Bakshi's films affirm the fact that adult animation doesn't always mean just a purposeless exploitation and depiction of vulgarity, nudity and violence, but it may even open up problematic areas which aren't discussed in public.
In his work, Bakshi proved that the genre of adult animation does not mean an autotelic use and presentation of vulgarity, nakedness and violence, but rather opens up problematic fields shunned in public debate. According to Bakshi, animation is a kind of street art and should be based on means of expression similar to those of graffiti or the rap culture. The film Coonskin from the mid 1970s represents one of the concrete realizations of his artistic worldview. By its formal aspects, the film resembles an authentic blending of American Graffiti, Dirty Harry and films by John Waters.

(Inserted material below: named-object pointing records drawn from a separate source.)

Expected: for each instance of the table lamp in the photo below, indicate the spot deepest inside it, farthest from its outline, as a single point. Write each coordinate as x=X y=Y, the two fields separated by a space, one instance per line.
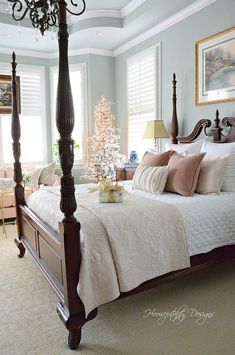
x=155 y=129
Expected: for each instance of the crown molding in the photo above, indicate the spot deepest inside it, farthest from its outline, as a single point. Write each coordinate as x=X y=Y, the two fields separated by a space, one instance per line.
x=83 y=51
x=45 y=55
x=132 y=6
x=25 y=53
x=99 y=13
x=90 y=14
x=170 y=21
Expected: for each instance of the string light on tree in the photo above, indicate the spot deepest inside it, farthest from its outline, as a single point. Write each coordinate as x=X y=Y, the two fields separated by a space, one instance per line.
x=104 y=147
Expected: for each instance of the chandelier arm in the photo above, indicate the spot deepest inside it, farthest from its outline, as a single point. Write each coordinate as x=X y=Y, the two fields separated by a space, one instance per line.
x=18 y=7
x=75 y=5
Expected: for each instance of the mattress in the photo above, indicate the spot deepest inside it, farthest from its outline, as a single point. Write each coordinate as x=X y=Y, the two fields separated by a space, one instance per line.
x=209 y=220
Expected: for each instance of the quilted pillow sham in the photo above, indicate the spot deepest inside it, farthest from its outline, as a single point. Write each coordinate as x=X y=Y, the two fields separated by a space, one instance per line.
x=212 y=174
x=150 y=178
x=189 y=148
x=152 y=158
x=220 y=149
x=183 y=173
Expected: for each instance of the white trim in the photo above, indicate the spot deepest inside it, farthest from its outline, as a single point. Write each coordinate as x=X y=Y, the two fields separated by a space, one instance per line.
x=132 y=6
x=91 y=14
x=99 y=13
x=45 y=55
x=25 y=53
x=170 y=21
x=83 y=51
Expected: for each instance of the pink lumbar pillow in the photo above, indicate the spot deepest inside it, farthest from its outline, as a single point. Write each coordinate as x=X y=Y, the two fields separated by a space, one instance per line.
x=183 y=173
x=212 y=174
x=151 y=158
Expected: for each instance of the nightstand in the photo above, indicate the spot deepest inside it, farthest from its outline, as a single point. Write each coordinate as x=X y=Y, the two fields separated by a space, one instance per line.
x=125 y=173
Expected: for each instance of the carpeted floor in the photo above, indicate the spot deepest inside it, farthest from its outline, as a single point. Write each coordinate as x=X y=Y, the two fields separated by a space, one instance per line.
x=29 y=323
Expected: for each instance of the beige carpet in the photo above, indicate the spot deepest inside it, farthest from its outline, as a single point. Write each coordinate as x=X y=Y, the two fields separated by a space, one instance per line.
x=29 y=323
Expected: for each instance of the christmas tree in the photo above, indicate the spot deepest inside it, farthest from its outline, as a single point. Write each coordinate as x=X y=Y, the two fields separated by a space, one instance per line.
x=103 y=147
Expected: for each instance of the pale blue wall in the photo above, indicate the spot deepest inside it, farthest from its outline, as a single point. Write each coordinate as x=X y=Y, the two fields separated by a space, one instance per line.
x=178 y=43
x=100 y=81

Bakshi grew up in neighborhood of a black and a Jewish ghetto, acquiring a rooted sensitivity for the minority question and a natural anti-xenophobia and anti-racism. Coonskin was conceived and projected as a homage to the culture of African Americans with multiple allusions to its achievements; and yet at the time of its release, the film met with misunderstanding and prejudice, even though it is prejudice and stereotypes the film really opposes. The film has a double line of development; the frame story is constituted by the live action of two blacks waiting for help in their escape from prison; one of them, a peculiar, talkative type, tells the other stories about Brother Rabbit, Brother Bear and Preacher Fox.

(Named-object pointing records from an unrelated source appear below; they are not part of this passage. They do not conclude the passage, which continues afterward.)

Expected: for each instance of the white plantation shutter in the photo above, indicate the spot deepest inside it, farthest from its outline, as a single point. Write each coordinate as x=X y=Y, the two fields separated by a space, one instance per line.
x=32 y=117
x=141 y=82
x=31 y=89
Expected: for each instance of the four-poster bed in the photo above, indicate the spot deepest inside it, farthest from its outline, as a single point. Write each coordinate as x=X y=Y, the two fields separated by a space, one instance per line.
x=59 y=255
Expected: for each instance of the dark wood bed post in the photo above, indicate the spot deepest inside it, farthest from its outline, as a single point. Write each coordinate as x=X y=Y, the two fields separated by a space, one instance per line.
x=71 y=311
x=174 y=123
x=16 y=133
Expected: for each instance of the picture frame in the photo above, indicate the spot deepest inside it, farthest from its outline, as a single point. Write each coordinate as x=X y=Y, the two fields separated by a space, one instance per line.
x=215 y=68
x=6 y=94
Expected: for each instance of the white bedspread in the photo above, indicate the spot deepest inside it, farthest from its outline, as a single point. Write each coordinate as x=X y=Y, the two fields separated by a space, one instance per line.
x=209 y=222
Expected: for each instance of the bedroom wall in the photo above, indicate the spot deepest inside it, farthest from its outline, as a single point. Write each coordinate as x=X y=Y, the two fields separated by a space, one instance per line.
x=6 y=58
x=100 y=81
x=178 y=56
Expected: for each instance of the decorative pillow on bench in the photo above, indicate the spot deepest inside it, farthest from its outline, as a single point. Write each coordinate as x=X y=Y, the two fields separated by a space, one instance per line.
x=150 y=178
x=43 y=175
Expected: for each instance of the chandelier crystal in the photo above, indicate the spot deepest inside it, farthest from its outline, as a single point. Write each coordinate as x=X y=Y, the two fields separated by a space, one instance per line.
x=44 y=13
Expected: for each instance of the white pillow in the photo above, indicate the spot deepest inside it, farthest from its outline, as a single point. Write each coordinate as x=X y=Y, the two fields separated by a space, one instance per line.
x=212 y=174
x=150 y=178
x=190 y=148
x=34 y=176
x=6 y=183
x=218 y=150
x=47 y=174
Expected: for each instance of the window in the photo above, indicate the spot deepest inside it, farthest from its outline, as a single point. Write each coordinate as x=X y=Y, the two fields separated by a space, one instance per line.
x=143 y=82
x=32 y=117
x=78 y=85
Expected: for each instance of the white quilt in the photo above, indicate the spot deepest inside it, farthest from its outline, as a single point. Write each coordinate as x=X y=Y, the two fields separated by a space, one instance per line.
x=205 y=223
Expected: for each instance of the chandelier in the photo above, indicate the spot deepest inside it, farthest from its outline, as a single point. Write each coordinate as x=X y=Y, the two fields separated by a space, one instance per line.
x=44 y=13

The narrated story is animated, although even here, Bakshi makes use of photographed scenes of reality in the background. In this way, he wants to get closer to the poetry of the street and to embed the art of animation into the concrete coordinates of space and time. The film Coonskin presents all kinds of racial prejudice of the white majority towards minority groups, especially African Americans. However, even Italians, Jews and homosexuals receive their share.

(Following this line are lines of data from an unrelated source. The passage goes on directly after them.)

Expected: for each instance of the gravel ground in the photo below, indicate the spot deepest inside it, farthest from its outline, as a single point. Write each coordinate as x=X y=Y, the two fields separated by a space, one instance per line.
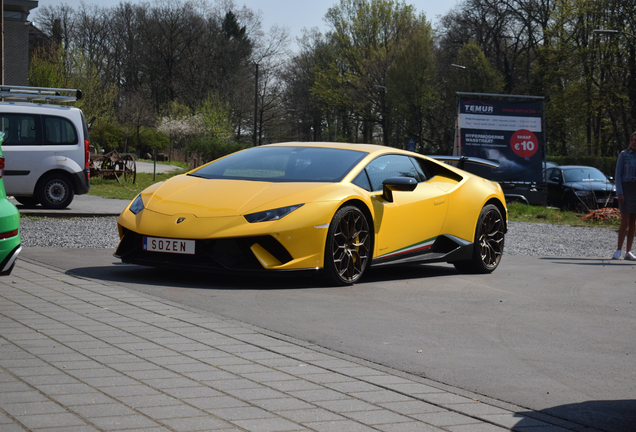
x=522 y=238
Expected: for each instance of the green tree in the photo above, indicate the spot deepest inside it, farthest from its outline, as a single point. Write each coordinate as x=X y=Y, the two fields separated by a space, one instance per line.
x=106 y=136
x=412 y=88
x=45 y=69
x=367 y=38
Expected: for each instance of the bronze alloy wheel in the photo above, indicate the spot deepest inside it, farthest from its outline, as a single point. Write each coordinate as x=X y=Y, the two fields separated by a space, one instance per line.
x=348 y=246
x=491 y=238
x=488 y=245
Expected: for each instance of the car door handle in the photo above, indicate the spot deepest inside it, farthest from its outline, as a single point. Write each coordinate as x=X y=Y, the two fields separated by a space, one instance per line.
x=439 y=201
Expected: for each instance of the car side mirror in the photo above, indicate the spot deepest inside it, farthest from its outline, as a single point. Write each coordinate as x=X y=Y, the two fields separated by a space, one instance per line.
x=397 y=184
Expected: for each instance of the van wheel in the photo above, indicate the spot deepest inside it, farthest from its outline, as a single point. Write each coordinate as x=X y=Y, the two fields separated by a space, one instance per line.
x=28 y=202
x=55 y=191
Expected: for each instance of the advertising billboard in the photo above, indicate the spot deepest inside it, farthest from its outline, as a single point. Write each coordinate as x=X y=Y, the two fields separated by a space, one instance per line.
x=506 y=131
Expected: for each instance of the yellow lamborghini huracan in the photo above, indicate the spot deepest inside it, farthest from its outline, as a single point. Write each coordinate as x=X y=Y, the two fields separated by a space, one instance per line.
x=317 y=206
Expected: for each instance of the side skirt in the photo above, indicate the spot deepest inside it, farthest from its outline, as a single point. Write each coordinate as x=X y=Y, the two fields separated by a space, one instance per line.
x=446 y=248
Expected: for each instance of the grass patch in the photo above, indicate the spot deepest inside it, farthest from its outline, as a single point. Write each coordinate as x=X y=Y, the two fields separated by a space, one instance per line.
x=518 y=212
x=127 y=191
x=184 y=165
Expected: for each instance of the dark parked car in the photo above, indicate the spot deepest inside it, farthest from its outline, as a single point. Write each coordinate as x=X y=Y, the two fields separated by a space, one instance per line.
x=573 y=187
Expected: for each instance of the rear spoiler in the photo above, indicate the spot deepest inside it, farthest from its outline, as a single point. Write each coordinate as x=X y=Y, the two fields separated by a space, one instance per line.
x=462 y=160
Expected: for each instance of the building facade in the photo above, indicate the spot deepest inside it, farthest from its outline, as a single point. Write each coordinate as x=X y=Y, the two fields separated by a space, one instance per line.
x=17 y=30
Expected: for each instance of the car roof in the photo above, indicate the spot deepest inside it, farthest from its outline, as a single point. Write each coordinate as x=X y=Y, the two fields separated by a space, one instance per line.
x=575 y=167
x=34 y=107
x=369 y=148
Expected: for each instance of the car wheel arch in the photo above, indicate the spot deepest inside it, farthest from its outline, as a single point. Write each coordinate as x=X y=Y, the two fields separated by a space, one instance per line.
x=48 y=176
x=364 y=208
x=502 y=209
x=56 y=172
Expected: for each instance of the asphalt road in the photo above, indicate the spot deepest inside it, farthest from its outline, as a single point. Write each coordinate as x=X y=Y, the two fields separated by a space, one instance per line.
x=555 y=335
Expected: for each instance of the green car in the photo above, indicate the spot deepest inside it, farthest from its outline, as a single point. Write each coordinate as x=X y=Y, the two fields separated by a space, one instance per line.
x=10 y=243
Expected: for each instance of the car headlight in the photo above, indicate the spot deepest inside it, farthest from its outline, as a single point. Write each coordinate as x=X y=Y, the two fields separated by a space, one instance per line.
x=137 y=205
x=271 y=215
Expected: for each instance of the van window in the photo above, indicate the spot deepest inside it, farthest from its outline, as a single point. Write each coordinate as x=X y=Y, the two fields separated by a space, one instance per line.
x=26 y=129
x=20 y=129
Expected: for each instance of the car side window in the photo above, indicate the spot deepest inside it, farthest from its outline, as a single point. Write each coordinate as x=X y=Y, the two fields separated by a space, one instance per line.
x=389 y=166
x=58 y=130
x=21 y=129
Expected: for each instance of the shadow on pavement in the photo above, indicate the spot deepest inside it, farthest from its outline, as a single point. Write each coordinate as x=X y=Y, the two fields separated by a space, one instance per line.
x=128 y=273
x=605 y=415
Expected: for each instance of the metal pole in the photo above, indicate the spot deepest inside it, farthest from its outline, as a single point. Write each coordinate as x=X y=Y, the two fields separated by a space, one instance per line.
x=256 y=106
x=2 y=42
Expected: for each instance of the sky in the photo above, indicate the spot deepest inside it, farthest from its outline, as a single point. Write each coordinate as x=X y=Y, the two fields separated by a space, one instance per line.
x=293 y=14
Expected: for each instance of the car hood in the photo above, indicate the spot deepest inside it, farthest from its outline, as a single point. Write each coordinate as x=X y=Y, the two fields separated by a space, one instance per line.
x=595 y=186
x=217 y=198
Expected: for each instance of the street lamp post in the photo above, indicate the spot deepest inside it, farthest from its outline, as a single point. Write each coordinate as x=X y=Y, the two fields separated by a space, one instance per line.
x=255 y=104
x=470 y=69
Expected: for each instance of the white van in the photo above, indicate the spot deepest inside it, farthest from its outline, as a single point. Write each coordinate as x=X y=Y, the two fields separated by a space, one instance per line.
x=46 y=146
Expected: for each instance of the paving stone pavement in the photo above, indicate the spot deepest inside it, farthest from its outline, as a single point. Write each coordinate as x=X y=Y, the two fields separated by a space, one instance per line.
x=82 y=355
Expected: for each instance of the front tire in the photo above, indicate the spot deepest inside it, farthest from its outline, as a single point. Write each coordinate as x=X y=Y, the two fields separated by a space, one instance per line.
x=55 y=191
x=488 y=245
x=348 y=247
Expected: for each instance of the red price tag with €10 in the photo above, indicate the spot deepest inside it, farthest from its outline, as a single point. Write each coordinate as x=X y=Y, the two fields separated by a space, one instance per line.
x=524 y=143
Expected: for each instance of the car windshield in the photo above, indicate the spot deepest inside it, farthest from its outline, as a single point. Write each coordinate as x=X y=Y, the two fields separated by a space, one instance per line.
x=284 y=164
x=583 y=174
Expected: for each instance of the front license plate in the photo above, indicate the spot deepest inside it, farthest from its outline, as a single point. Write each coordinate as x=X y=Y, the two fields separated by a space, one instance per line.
x=157 y=244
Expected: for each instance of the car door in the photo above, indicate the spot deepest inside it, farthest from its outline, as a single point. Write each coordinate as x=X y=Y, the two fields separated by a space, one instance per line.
x=554 y=179
x=410 y=223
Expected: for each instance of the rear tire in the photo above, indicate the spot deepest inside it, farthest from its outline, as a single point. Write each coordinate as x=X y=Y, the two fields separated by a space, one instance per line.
x=28 y=202
x=348 y=247
x=55 y=191
x=488 y=245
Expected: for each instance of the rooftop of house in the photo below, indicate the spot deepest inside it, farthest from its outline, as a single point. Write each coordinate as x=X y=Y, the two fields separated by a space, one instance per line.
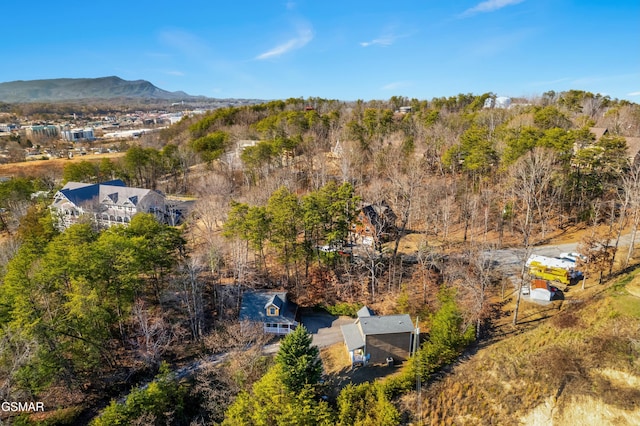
x=368 y=324
x=255 y=303
x=111 y=192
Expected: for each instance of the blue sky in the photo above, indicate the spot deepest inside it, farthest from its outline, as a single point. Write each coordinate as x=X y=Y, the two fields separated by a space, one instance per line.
x=332 y=49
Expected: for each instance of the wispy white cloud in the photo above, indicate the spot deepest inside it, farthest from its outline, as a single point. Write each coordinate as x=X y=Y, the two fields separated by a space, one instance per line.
x=488 y=6
x=303 y=37
x=550 y=82
x=187 y=43
x=386 y=39
x=498 y=44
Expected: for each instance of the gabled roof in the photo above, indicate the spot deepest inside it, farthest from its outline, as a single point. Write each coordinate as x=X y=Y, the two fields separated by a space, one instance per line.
x=255 y=303
x=379 y=214
x=353 y=337
x=369 y=325
x=275 y=300
x=364 y=312
x=599 y=131
x=112 y=192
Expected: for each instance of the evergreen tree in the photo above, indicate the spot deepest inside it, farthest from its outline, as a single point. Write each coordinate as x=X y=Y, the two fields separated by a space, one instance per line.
x=301 y=364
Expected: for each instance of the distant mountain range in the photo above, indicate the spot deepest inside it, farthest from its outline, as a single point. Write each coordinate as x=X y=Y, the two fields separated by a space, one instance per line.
x=71 y=89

Besides a whole range of intertext allusions to traditional black folk tales, blaxploitation films, the minstrel show or the works by caricaturist George Herriman, Bakshi also supported the black theme by inviting a number of black artists to participate on the film. Scatman Crothers and Barry White acted in the live action part, others provided the voices of the animated characters as well as the jazz and rap music. Several black animators also worked on the film. In spite of that, the fi lm aroused a wave of indignation among several African American groups, calling for a distribution ban even before the public ever saw the film. It was enough for a white director to make a film about blacks on the mafia theme. Paradoxically, this proves the significance and necessity of Bakshi's work, as it is this very kind of blind, irrational, a priori prejudice and judgement that the film ridicules.